Brücke der Nationen

Ab 50.000 eine Brücke.

 

Das Haus in der Gartenstraße 5 in Oldenburg hat eine lange und bewegte Geschichte. Zunächst 1907 als Wohnhaus für den Verwaltungsbeamten Hermann Freiherr von Rössing erbaut, diente es zwischen 1942 und 1945 als Amtssitz des zweiten Gauleiters und Reichsstatthalters Paul Wegener des Gaus Weser-Ems. Ab 1943 war das Gebäude dann in städtischem Besitz. Nach dem Zweiten Weltkrieg wurde es von den Briten beschlagnahmt und war zunächst der Dienstsitz des britischen Stadtkommandanten.
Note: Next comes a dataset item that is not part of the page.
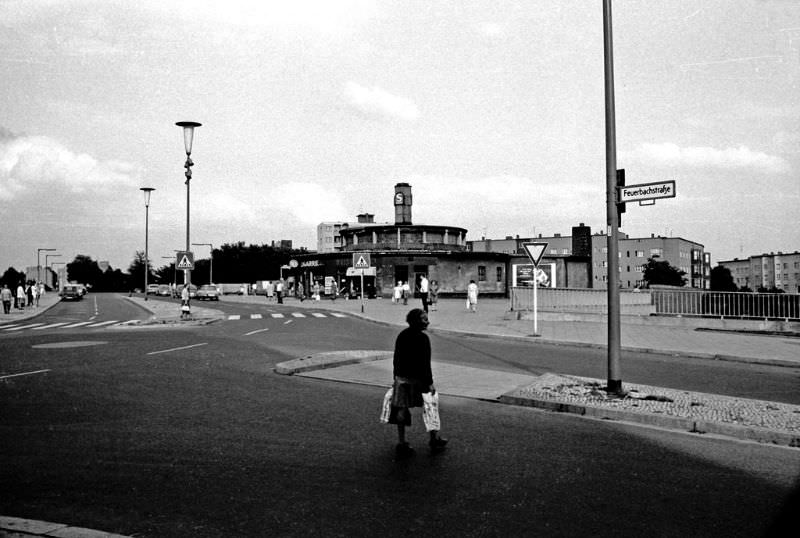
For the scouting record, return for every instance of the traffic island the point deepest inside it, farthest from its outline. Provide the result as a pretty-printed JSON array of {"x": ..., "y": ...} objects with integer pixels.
[
  {"x": 331, "y": 359},
  {"x": 755, "y": 420}
]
Mitte 1949 begannen die Vorbereitungen für den Einzug des British Information Centre (BIC), welches zuvor, vermutlich seit September 1947, am Heiligengeistwall 14 untergebracht war.

Das BIC in Oldenburg war eines von vielen in der Britischen Besatzungszone, denn die Einrichtung dieser Bildungszentren war Teil der britischen Besatzungspolitik. Jede Stadt über 50.000 Einwohner erhielt eine solche „Brücke“. Damit wurde das Ziel der „Re-Education“ der Deutschen zur Demokratie durch „Information statt Isolation“ verfolgt. Das erste BIC wurde im März 1946 in Berlin eröffnet. Bis September 1947 stieg ihre Zahl in Deutschland auf 64 an. Der britische General Hinde bei der Eröffnung des ersten British Information Centre in Berlin 1946:

 

„For the whole of this organisation the British authorities have chosen the name ‚Die Brücke‘. A title which in itself explains the object of the organisation. At this end of the Brücke stands the German population. At the other stands the great world, which Germany has been cut off for so long.“

 

Die deutsche Übersetzung: „Für diese gesamte Organisation haben die britischen Behörden den Namen ‚Die Brücke‘ gewählt. Ein Titel, der in sich das Ziel der Organisation erklärt. An diesem Ende der Brücke steht die deutsche Bevölkerung. Am anderen Ende steht die große Welt, von der Deutschland so lange abgeschnitten war.“ Das Zitat verdeutlicht, dass die BICs als Brücke zwischen Deutschland und der Welt gedacht waren, allerdings vermittelt über die Briten. Das Näherbringen der britischen Kultur und Lebensweise sollte den Deutschen helfen, sich nach dem Zweiten Weltkrieg wieder in die Weltgemeinschaft einzugliedern.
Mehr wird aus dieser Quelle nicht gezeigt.